Can I assume that those costs will be borne by the recipients, and not longsuffering folk who live close to the source of the generating capacity and have much higher electricity accounts due to the colder weather down here in the winter months?
As we have long since moved to a ‘‘user pays’’ model in this country, it is about time this was reflected in our power accounts.
John Grant
Alexandra
YOUR ‘‘recent’’ history in brief of the Tiwai smelter (ODT, 10.7.20) nevertheless started with the 1960s but left out a most significant event — the unilateral increasing of the electricity charges by the Muldoon government in the late 1970s.
The original agreement with
Comalco was for 99 years at 2c (or was it 0.2c?) per unit. It seems the Kiwi way is to wait until a project is past the point of no return and then say ‘‘What contract? We say what goes now.’’
That is why we are not a rich, industrialised country. Noone is stupid enough to trust us.
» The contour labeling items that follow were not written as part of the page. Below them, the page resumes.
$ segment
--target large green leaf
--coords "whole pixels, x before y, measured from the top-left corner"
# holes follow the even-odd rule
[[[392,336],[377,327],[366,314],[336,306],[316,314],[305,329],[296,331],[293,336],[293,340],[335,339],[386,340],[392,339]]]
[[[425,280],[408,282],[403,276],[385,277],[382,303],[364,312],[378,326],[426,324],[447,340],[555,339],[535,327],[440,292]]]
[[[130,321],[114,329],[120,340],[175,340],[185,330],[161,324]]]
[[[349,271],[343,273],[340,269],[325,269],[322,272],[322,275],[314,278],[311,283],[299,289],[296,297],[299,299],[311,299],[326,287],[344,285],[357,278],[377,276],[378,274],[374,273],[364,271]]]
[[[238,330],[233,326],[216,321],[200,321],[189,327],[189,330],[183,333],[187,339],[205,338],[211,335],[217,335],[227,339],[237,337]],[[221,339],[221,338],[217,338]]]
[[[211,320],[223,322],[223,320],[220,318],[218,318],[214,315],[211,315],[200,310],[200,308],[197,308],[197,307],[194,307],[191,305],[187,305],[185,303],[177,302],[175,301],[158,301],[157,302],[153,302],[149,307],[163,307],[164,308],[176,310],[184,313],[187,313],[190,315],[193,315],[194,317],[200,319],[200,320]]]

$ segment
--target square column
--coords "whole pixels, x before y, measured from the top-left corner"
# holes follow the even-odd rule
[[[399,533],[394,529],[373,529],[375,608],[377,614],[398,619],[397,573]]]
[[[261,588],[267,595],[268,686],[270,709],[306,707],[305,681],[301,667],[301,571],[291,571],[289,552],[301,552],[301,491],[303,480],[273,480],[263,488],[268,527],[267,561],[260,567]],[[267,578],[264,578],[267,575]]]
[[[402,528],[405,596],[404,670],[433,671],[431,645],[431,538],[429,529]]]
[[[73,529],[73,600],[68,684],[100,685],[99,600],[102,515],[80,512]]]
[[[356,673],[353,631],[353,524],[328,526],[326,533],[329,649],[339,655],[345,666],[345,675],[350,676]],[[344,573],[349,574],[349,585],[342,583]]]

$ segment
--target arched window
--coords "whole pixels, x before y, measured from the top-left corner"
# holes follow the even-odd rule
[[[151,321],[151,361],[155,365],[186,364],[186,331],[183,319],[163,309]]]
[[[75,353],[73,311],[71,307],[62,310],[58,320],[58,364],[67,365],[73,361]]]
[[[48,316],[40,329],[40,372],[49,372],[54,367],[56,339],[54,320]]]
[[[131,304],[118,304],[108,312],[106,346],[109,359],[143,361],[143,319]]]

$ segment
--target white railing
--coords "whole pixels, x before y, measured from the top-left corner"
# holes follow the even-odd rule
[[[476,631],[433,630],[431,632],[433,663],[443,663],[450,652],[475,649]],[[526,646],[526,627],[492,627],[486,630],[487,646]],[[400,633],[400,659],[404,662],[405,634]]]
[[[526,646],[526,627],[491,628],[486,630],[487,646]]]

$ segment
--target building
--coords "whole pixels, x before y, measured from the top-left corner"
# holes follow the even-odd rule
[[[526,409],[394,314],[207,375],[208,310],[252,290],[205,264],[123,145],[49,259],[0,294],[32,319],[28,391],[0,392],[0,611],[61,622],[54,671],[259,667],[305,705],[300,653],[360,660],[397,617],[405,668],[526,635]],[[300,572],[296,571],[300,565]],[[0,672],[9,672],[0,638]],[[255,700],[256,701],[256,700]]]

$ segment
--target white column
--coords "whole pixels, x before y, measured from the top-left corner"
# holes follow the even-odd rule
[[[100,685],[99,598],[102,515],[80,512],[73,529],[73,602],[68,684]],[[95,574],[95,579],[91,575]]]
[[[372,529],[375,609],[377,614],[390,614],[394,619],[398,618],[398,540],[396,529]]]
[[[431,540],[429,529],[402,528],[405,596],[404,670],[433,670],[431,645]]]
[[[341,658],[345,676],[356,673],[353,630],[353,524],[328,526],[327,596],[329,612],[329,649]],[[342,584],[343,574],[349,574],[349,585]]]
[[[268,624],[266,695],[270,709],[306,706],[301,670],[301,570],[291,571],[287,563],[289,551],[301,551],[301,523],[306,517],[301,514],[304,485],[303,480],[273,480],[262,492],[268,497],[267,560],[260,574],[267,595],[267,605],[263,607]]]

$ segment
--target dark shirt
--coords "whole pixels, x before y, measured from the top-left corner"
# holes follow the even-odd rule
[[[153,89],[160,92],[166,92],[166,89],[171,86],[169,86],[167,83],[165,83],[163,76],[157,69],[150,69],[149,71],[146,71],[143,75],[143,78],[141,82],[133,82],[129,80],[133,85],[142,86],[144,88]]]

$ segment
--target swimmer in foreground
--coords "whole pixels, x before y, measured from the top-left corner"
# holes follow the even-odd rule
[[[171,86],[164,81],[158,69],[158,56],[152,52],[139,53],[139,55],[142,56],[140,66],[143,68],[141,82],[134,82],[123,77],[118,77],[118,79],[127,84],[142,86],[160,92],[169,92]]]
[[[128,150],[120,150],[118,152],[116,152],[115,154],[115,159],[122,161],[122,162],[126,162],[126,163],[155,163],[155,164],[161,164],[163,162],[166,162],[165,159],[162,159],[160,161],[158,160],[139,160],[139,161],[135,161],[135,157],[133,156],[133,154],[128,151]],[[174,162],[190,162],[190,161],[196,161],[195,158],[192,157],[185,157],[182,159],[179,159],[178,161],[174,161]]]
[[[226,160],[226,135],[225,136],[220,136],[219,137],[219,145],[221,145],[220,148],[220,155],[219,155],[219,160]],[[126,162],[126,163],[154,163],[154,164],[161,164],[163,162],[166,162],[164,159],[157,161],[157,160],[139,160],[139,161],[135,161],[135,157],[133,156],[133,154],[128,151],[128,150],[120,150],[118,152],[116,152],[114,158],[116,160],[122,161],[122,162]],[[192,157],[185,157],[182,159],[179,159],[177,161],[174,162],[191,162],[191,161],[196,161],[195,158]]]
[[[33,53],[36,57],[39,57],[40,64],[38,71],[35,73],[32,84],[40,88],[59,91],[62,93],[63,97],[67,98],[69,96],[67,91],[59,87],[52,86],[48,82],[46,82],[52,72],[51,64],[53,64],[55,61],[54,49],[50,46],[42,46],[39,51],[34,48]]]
If we now return to the original contracted prices, I am sure the smelter will thrive .
Allan Golden
Pine Hill
TRANSPOWER claims it is too expensive to distribute Tiwai’s power supply north (ODT, 10.7.20). Here’s a novel idea: distribute that power to all the businesses in Southland at the same nickelanddime rate Rio Tinto screwed us for.
That will probably help support more than the 1000 jobs that have constantly been used to blackmail the Government for cheap electricity.